Elizabeth Warren is making headlines with her war of words against Donald Trump.
Hillary Clinton is begining to lose against Trump in the polls.
Bernie Sanders polls much better than Hillary when matched against Trump
The ideal Democratic ticket? Slam Dunk! Sanders-Warren 2016
But not everyone is certain that Warren would work as vice president or that she actually wants the job. The aforementioned close confidant interpreted the anti-Trump tweetstorm as more about Warren “showing other Democrats that this is the way to go after Trump, than about positioning herself as a VP candidate.” Others, meanwhile, see a clear reason why she would take the post if offered.
Some who have tangled with Warren in the past suggest that she’s a capable political talent but not deft enough to handle the crucible of a presidential campaign. Colin Reed, who works for the Republican super PAC America Rising and previously served as a top aide to then-Sen. Scott Brown, the GOP senator whom Warren defeated in the 2012 election, claimed that she underperformed President Barack Obama in Massachusetts by 15 percentage points that year. (Note: Warren got 53.7 percent of the vote in 2012, compared to Obama’s 60.8 percent in the state, according to The New York Times, making the margin 7 percent.) Reed argued that Warren’s brand as an anti-Wall Street populist would create tensions with Clinton that both of them would want to avoid.
“Warren castigates Goldman Sachs; Clinton takes their money,” Reed said.

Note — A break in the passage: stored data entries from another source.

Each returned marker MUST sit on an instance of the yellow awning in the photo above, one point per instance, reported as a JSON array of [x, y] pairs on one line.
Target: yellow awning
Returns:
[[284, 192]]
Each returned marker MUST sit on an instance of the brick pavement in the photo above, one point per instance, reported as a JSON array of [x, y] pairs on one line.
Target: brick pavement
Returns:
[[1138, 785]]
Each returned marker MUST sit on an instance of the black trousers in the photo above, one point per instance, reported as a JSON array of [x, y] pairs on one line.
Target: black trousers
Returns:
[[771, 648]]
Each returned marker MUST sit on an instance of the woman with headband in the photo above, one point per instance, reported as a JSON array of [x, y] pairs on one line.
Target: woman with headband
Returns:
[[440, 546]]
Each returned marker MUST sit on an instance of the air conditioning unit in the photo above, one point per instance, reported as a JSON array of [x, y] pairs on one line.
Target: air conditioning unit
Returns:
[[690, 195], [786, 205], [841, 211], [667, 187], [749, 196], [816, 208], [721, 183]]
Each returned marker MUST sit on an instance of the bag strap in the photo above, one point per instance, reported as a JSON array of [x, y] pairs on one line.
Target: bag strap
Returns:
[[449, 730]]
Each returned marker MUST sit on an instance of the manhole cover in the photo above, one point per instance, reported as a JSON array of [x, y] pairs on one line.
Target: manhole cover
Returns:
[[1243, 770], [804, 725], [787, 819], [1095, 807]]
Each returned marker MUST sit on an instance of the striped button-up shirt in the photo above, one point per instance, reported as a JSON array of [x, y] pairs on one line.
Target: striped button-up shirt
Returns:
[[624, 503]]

Eric Fehrnstrom, another former Brown adviser, had an additional theory as to why Warren was spending recent days composing anti-Trump tweets, one that suggested this was more about making amends than paving the way to the VP’s residence.

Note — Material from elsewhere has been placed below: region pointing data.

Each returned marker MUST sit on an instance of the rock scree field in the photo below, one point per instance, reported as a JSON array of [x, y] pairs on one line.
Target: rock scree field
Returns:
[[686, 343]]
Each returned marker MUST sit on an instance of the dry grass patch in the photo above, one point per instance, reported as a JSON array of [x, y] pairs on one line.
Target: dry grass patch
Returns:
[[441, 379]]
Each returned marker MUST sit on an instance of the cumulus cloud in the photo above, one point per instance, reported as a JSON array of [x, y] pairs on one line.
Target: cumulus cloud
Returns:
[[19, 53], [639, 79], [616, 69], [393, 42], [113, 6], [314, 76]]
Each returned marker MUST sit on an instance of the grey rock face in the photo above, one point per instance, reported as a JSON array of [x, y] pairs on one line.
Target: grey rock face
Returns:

“I think she needed to do something to take the pressure off herself because of her non-endorsement in the Democratic [presidential] race,” Fehrnstrom posited. “The Hillary partisans, who are strong here in Massachusetts, have grown alienated because of her fence sitting. This was a good diversion for her. ... It spared her from answering the question of why, still at this late date, had she not endorsed Hillary Clinton.”
A year after the Colorado focus group, Hart reached out to one of the women he’d met there. Jenny Howard, a conservative Republican, had stunned him with her positive opinion of Warren, which cut against everything he knew about Howard’s politics. For all their differences, both Trump and Warren start from the belief that the system is rigged against the middle class, so Hart wanted to know if Howard had wound up in the Trump camp by the time the GOP race reached Colorado.
Not exactly. Instead, she told him, she was feeling the Bern.